However, despite the album’s emotional complexities, it was actually a sleeper hit. The album came out in 2002, but it wasn’t until 2004 that it peaked on the Billboard 200 at #6 — two whole years after the record first came out. What’s more, Maroon 5 was drastically overshadowed by pop/rock acts such as The Strokes, Jet, Linkin Park, Nickelback and others. Early 2000s rock trends didn’t favor the polished, slick, less-abrasive grooves of Maroon 5. Much of the music from that period relied too heavily on nostalgia and the fans ultimately outgrew it. But “Songs About Jane” still sounds as fresh and fun as it did 20 years ago.
That being said, it’s strange listening to the album in retrospect. Maroon 5’s transition to a new sound wasn’t instantaneous, as their 2007 follow-up album “It Won’t Be Soon Before Long” is a worthy successor. Their first few albums are quite good. Nevertheless, after they released the single “Moves Like Jagger” in 2010 they started to abandon the clever progressions and lyrical complexities that made them successful in the first place. That’s when their reputation as sellouts began.
The band indeed experienced a noticeable sound change after that #1 single, but they still play their older songs live. Moreover, the band has never been sued for plagiarism, which can’t be said for acts like Ed Sheeran, Radiohead, Robin Thicke, Olivia Rodrigo, and Led Zeppelin.
But it’s understandable if people still don’t like Maroon 5. Adam Levine can be a difficult figure to actually like for various reasons; whether it be the tone of his voice, his dumb comment that “hot girls don’t like metal,” or somehow managing to enrage the entire country of Chile. Furthermore, it would appear that few fans fully recovered from the band’s 2010 musical metamorphosis. These shortcomings, when considered in tandem with their infamous Super Bowl Halftime Show, make the band’s road forward rocky at best.
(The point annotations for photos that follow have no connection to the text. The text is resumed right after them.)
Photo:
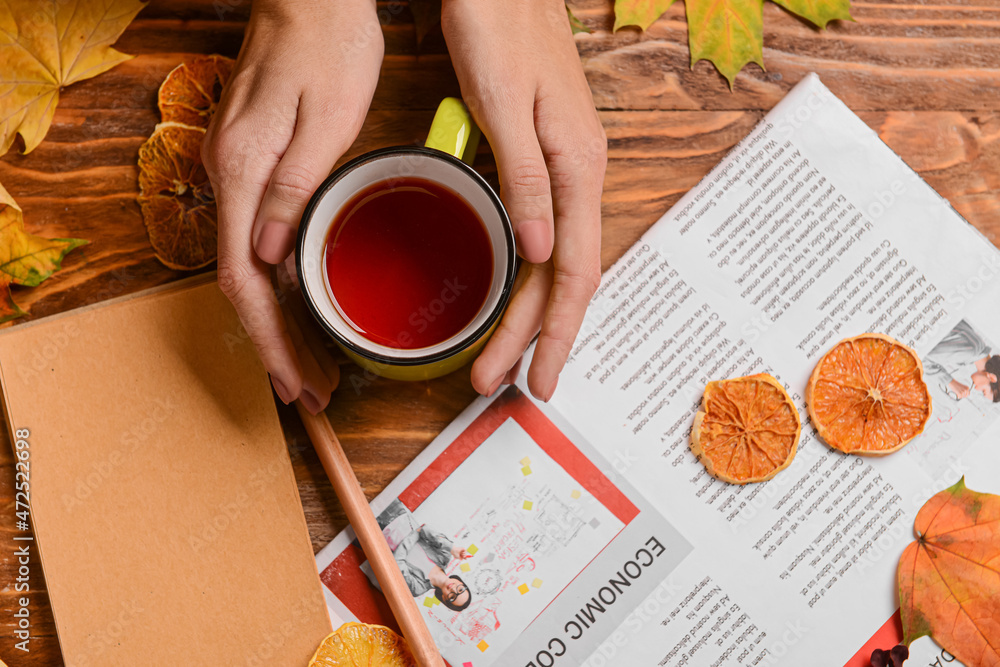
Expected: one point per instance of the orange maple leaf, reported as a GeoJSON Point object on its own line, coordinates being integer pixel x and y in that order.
{"type": "Point", "coordinates": [47, 45]}
{"type": "Point", "coordinates": [949, 579]}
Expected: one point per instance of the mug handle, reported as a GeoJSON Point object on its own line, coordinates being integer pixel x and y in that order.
{"type": "Point", "coordinates": [453, 131]}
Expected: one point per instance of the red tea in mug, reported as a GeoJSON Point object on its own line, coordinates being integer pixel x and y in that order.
{"type": "Point", "coordinates": [409, 263]}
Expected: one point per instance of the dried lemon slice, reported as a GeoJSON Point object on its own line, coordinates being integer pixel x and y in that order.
{"type": "Point", "coordinates": [747, 429]}
{"type": "Point", "coordinates": [867, 395]}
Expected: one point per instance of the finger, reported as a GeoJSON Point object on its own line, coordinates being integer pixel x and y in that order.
{"type": "Point", "coordinates": [511, 376]}
{"type": "Point", "coordinates": [519, 325]}
{"type": "Point", "coordinates": [524, 181]}
{"type": "Point", "coordinates": [245, 281]}
{"type": "Point", "coordinates": [316, 386]}
{"type": "Point", "coordinates": [317, 144]}
{"type": "Point", "coordinates": [239, 184]}
{"type": "Point", "coordinates": [315, 340]}
{"type": "Point", "coordinates": [576, 191]}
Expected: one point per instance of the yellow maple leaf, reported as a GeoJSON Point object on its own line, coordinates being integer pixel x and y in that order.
{"type": "Point", "coordinates": [729, 33]}
{"type": "Point", "coordinates": [47, 45]}
{"type": "Point", "coordinates": [25, 259]}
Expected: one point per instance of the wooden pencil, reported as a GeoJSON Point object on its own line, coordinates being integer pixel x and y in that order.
{"type": "Point", "coordinates": [351, 496]}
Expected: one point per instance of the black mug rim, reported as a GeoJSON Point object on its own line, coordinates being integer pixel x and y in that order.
{"type": "Point", "coordinates": [506, 288]}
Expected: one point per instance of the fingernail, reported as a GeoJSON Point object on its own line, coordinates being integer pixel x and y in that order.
{"type": "Point", "coordinates": [533, 241]}
{"type": "Point", "coordinates": [274, 242]}
{"type": "Point", "coordinates": [552, 390]}
{"type": "Point", "coordinates": [311, 401]}
{"type": "Point", "coordinates": [494, 386]}
{"type": "Point", "coordinates": [283, 393]}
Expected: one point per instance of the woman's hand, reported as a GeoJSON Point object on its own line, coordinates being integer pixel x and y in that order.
{"type": "Point", "coordinates": [961, 390]}
{"type": "Point", "coordinates": [294, 104]}
{"type": "Point", "coordinates": [522, 80]}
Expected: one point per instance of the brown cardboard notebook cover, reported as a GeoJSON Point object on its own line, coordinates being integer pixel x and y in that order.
{"type": "Point", "coordinates": [164, 505]}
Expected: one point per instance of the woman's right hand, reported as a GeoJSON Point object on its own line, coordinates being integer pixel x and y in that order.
{"type": "Point", "coordinates": [293, 105]}
{"type": "Point", "coordinates": [961, 390]}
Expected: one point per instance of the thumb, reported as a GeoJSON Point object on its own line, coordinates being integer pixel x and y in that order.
{"type": "Point", "coordinates": [308, 160]}
{"type": "Point", "coordinates": [524, 184]}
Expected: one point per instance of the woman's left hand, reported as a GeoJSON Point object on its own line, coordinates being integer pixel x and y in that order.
{"type": "Point", "coordinates": [522, 80]}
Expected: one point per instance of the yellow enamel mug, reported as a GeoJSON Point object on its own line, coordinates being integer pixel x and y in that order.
{"type": "Point", "coordinates": [444, 160]}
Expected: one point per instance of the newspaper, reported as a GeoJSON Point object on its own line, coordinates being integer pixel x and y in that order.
{"type": "Point", "coordinates": [584, 531]}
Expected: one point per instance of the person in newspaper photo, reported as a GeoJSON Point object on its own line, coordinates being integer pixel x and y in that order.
{"type": "Point", "coordinates": [964, 353]}
{"type": "Point", "coordinates": [422, 555]}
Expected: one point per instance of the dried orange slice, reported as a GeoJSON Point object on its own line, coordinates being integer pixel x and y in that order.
{"type": "Point", "coordinates": [177, 202]}
{"type": "Point", "coordinates": [867, 395]}
{"type": "Point", "coordinates": [747, 429]}
{"type": "Point", "coordinates": [192, 90]}
{"type": "Point", "coordinates": [360, 644]}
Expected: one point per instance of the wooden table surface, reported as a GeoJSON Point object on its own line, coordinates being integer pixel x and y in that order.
{"type": "Point", "coordinates": [925, 77]}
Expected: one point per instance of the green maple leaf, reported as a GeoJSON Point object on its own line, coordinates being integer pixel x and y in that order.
{"type": "Point", "coordinates": [819, 12]}
{"type": "Point", "coordinates": [25, 259]}
{"type": "Point", "coordinates": [729, 33]}
{"type": "Point", "coordinates": [639, 12]}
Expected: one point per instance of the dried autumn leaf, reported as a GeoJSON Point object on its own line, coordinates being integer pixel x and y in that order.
{"type": "Point", "coordinates": [25, 259]}
{"type": "Point", "coordinates": [639, 12]}
{"type": "Point", "coordinates": [47, 45]}
{"type": "Point", "coordinates": [819, 12]}
{"type": "Point", "coordinates": [949, 579]}
{"type": "Point", "coordinates": [729, 33]}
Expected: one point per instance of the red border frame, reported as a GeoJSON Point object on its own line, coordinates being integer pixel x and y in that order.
{"type": "Point", "coordinates": [344, 578]}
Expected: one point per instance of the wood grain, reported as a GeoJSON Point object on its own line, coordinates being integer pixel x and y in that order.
{"type": "Point", "coordinates": [925, 77]}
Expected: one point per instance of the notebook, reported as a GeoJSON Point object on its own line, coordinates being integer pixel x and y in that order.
{"type": "Point", "coordinates": [165, 511]}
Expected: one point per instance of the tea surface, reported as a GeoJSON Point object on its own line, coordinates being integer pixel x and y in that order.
{"type": "Point", "coordinates": [409, 263]}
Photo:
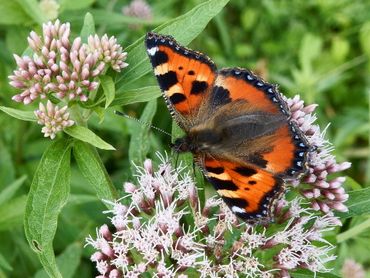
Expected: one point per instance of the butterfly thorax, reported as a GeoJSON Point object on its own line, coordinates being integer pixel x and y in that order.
{"type": "Point", "coordinates": [198, 142]}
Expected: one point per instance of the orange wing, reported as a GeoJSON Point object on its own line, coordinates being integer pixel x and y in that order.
{"type": "Point", "coordinates": [184, 76]}
{"type": "Point", "coordinates": [248, 190]}
{"type": "Point", "coordinates": [283, 151]}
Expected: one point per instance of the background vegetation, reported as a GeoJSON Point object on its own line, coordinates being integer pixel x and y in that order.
{"type": "Point", "coordinates": [319, 49]}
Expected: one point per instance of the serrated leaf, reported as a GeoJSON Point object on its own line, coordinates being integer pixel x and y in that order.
{"type": "Point", "coordinates": [12, 213]}
{"type": "Point", "coordinates": [93, 170]}
{"type": "Point", "coordinates": [11, 189]}
{"type": "Point", "coordinates": [139, 146]}
{"type": "Point", "coordinates": [358, 203]}
{"type": "Point", "coordinates": [88, 28]}
{"type": "Point", "coordinates": [308, 274]}
{"type": "Point", "coordinates": [48, 194]}
{"type": "Point", "coordinates": [143, 94]}
{"type": "Point", "coordinates": [184, 28]}
{"type": "Point", "coordinates": [108, 88]}
{"type": "Point", "coordinates": [67, 262]}
{"type": "Point", "coordinates": [86, 135]}
{"type": "Point", "coordinates": [32, 8]}
{"type": "Point", "coordinates": [19, 114]}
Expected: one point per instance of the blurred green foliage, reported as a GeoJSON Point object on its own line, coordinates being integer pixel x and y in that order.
{"type": "Point", "coordinates": [319, 49]}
They may not be everyone’s cup of tea, but it’s not a crime to enjoy Maroon 5, especially their earlier albums. It’s also worth asking who the band’s main detractors are: Chances are they haven’t seen much live footage or listened to the band’s albums from beginning to end. So before forming an opinion about Maroon 5, listen to “Songs About Jane.” Give their work the chance it deserves.